T Ü R K   M İ L L E T İ   A D I N A

Y A R G I T A Y   İ L A M I

İNCELENEN KARARIN
MAHKEMESİ               :
 Ankara 4. İcra Hukuk Mahkemesi
TARİHİ                         : 05/03/2019
NUMARASI                 : 2018/1014 - 2019/192
DAVACI (BORÇLU)    : T.C. Z. Bankası A.Ş. vekili Av. Ş.A.K.
DAVALI (ALACAKLI)  : A.A. vekili Av. D.A.

1. Taraflar arasındaki "şikâyet" isteminden dolayı yapılan inceleme sonunda, Ankara 4. İcra (Hukuk) Mahkemesince verilen şikâyetin kısmen kabulüne ilişkin karar borçlu vekili tarafından temyiz edilmesi üzerine Yargıtay 12. Hukuk Dairesince yapılan inceleme sonucunda bozulmuş, Mahkemece Özel Daire bozma kararına karşı direnilmiştir.

2. Direnme kararı borçlu vekili tarafından temyiz edilmiştir.

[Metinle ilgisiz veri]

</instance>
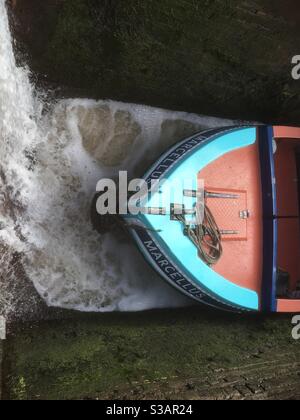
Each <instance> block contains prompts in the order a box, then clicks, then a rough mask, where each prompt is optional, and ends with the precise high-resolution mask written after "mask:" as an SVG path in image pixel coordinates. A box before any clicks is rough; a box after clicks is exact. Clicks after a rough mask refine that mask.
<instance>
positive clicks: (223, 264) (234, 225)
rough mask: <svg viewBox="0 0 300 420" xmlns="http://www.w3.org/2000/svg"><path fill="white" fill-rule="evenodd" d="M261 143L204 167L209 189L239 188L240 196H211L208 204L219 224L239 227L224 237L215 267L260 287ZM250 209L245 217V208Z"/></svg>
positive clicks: (261, 267)
mask: <svg viewBox="0 0 300 420" xmlns="http://www.w3.org/2000/svg"><path fill="white" fill-rule="evenodd" d="M259 162H260V161H259V148H258V145H257V144H253V145H251V146H248V147H245V148H242V149H238V150H235V151H232V152H230V153H227V154H225V155H224V156H222V157H220V158H219V159H217V160H216V161H214V162H212V163H211V164H209V165H208V166H206V167H205V168H204V169H203V170H201V171H200V172H199V174H198V180H199V184H200V182H203V180H204V184H205V185H204V187H205V190H206V191H216V190H217V191H224V192H231V193H232V192H236V193H237V195H238V196H239V199H237V200H230V199H229V200H228V199H227V200H226V199H224V200H220V199H215V200H214V199H211V200H210V201H209V202H208V203H207V204H208V206H209V208H210V209H211V211H212V213H213V214H214V216H215V219H216V222H217V224H218V226H219V228H220V229H221V230H222V229H229V230H233V231H236V235H232V236H229V237H228V236H226V237H224V238H223V241H222V243H223V255H222V257H221V259H220V260H219V262H218V263H217V264H216V265H215V266H213V269H214V270H215V271H216V272H217V273H218V274H220V275H222V276H223V277H225V278H226V279H228V280H230V281H231V282H232V283H235V284H237V285H239V286H241V287H245V288H247V289H250V290H253V291H256V292H257V293H258V294H259V295H260V293H261V288H262V265H263V261H262V260H263V257H262V256H263V251H262V243H263V221H262V196H261V179H260V171H259V170H258V168H259V166H260V163H259ZM246 210H247V211H249V216H250V217H249V218H247V219H244V220H243V219H242V218H241V217H240V212H241V211H246Z"/></svg>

3. Hukuk Genel Kurulunca dosyadaki belgeler incelendikten sonra gereği görüşüldü:

I. İNCELEME SÜRECİ

Borçlu İstemi:

4. Borçlu vekili şikâyet dilekçesinde; alacaklı tarafından Ankara 9. Asliye Ticaret Mahkemesinin 25.05.2015 tarihli ve 2013/30 E., 2015/305 K. sayılı kararına dayanılarak müvekkili banka aleyhine ilamlı icra takibi başlatıldığını, takip dayanağı ilamın temyiz edildiğini, ilamda “Davanın kabulüne, 5.212,93 Euro'nun 13/08/1996 tarihinden itibaren işleyecek “Devlet Bankalarının Euro ile açılmış bir yıl vadeli mevduat hesabında ödediği en yüksek faiz oranı" ile birlikte davalıdan tahsili ile davacıya verilmesine” karar verildiğini, alacaklı tarafından icra emrinde talep edilen faiz oranlarının fiilen uygulanan faiz oranları olmayıp fahiş olduğunu, icra emrinin fazla talep edilen kısmı yönünden iptali gerektiğini, ayrıca alacaklı tarafından ilamda belirtilen yabancı para alacağının takip tarihi itibariyle TL'ye dönüştürüldüğünü, yasanın alacaklıya tanıdığı seçimlik hakkı takip tarihi itibariyle TL olarak kullanıldığından takipten sonraki dönem için Euro faizinin talep edilemeyeceğini, bu nedenle takipten sonrası için talep edilen faiz talebinin de düzeltilmesi gerektiğini ileri sürerek icra emrinin ilama aykırı kısımlar yönünden iptaline karar verilmesini talep etmiştir.

Alacaklı Cevabı:

5. Alacaklı vekili; usulüne uygun davetiye tebliğine rağmen cevap vermemiştir.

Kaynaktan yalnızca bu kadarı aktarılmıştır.